This a repost of a question which was asked at MathStackExchange, but got no answer so far, so I am trying here.
Let $n\ge 1$ and let $Q= \{q_1,\dotsc, q_n\}$ be a set of $n$ odd primes, all different and such that $Q \neq \{3\}$.
Show that there is no such set $Q$ such that for every $q_j$ it holds that $2+\prod_{k \neq j} q_k $ is divisible by $q_j$
(with the convention that an empty product is $1$).
Clearly this is true when $n=1$ since in this case, $q_1 \neq 3$.
This is also true for $n=2$ since if $q_1 < q_2$ and $q_1$ divides $q_2+2$, it is not possible that $q_2$ divides $q_1+2$.
For $n=3$, this is shown as follows: suppose that there exist three odd primes $p< q < r$ such that $3\le p \lt q$ and $r\ge 7$ such that $p$ divides $q\cdot r +2$, $q$ divides $p\cdot r +2$ and $r$ divides $p\cdot q +2$, then $p\cdot q$ divides $p\cdot q \cdot r^2 +4 +2r(p+q)$, then there exists an integer $K$ such that $K\cdot p\cdot q=1+r\frac{p+q}{2}$. But $ \frac{1}{p\cdot q}+ \frac{r}{2q}+ \frac{r}{2p} \le \frac{1}{15}+ \frac{r}{10}+ \frac{r}{6}= \frac{1+4r}{15}$. Then $ 1 +r\frac{p+q}{2} \le \frac{1+4r}{15} p\cdot q$ , then $K \le \frac{1+4r}{15}$. On the other hand, $r$ divides $p\cdot q +2$ then $r$ divides $K\cdot p\cdot q+ 2K= 2K+1 + r\frac{p+q}{2}$, then $r$ divides $2K+1 \le \frac{17+8r}{15}$ then $7r \le 17 $ which contradicts $r\ge7$.
It can be shown that a similar proof (showing a contradiction on the size of the largest member of $Q$) works as long as $n\le 8$. The case $n=9$ does not bring a contradiction but a finite limit ($958$) to the size of the largest member of $Q$, then the case $n=9$ can be settled by checking a large but finite number of cases.
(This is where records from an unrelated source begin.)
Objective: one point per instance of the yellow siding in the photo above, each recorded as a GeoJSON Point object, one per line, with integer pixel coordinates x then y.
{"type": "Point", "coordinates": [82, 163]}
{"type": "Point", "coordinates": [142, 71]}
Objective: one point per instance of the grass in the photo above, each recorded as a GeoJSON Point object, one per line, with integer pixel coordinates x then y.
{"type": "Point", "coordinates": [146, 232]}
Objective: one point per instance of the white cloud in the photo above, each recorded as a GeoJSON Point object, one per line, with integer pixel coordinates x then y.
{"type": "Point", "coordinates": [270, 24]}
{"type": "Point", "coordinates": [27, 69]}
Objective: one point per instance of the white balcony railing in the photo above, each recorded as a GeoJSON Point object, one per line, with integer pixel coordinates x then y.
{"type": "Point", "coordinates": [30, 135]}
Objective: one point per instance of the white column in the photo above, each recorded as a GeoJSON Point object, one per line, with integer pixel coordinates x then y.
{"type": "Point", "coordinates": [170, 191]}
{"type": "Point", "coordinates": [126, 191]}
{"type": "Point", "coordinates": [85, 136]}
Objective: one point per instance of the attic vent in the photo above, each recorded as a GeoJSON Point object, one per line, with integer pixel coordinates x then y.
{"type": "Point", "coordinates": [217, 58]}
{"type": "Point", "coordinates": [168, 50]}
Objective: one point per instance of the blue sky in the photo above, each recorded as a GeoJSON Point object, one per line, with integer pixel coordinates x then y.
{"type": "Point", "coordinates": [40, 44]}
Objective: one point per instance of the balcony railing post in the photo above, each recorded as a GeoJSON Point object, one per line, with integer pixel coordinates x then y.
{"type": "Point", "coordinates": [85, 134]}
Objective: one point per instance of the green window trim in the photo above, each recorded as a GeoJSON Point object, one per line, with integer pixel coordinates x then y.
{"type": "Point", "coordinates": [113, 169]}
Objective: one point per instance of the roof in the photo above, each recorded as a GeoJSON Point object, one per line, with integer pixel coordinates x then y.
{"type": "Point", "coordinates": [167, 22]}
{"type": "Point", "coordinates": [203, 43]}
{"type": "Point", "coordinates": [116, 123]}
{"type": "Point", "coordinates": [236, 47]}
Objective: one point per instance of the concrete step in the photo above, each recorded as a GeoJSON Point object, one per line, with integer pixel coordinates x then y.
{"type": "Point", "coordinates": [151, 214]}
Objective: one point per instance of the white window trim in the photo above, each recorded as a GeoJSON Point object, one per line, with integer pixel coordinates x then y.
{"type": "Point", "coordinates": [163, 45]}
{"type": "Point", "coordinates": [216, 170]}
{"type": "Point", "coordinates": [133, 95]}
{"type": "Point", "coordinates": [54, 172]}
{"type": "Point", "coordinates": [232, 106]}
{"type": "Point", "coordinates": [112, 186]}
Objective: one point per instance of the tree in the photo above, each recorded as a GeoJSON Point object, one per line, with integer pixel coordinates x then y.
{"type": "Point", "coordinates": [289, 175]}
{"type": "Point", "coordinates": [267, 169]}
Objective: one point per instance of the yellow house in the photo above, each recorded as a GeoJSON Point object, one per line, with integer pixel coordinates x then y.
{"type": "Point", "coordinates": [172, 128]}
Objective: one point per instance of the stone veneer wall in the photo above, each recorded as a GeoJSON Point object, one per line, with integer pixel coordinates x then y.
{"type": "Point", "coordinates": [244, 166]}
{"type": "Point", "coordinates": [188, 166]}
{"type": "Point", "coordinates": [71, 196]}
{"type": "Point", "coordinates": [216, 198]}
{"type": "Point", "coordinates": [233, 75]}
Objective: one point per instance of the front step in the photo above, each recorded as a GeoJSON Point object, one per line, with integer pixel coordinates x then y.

Hence, should such a set $Q$ exist, it has to contain at least $10$ different prime numbers. Similarly, this method shows that if $3$ is not allowed, $Q$ must contain at least $28$ different prime numbers.
For the context, I have found that a proof of the above statement for any $n$ would imply that the conjecture raised in Trying to prove a power sum divisibility conjecture is true:
For positive integers $a$ and $n$, $2a + 3 \nmid 1^n + 2^n + \dotsb + (a - 1)^n + a^n$.
I would also accept as an answer a disproof of the above claim or the exhibition of such a set $Q$.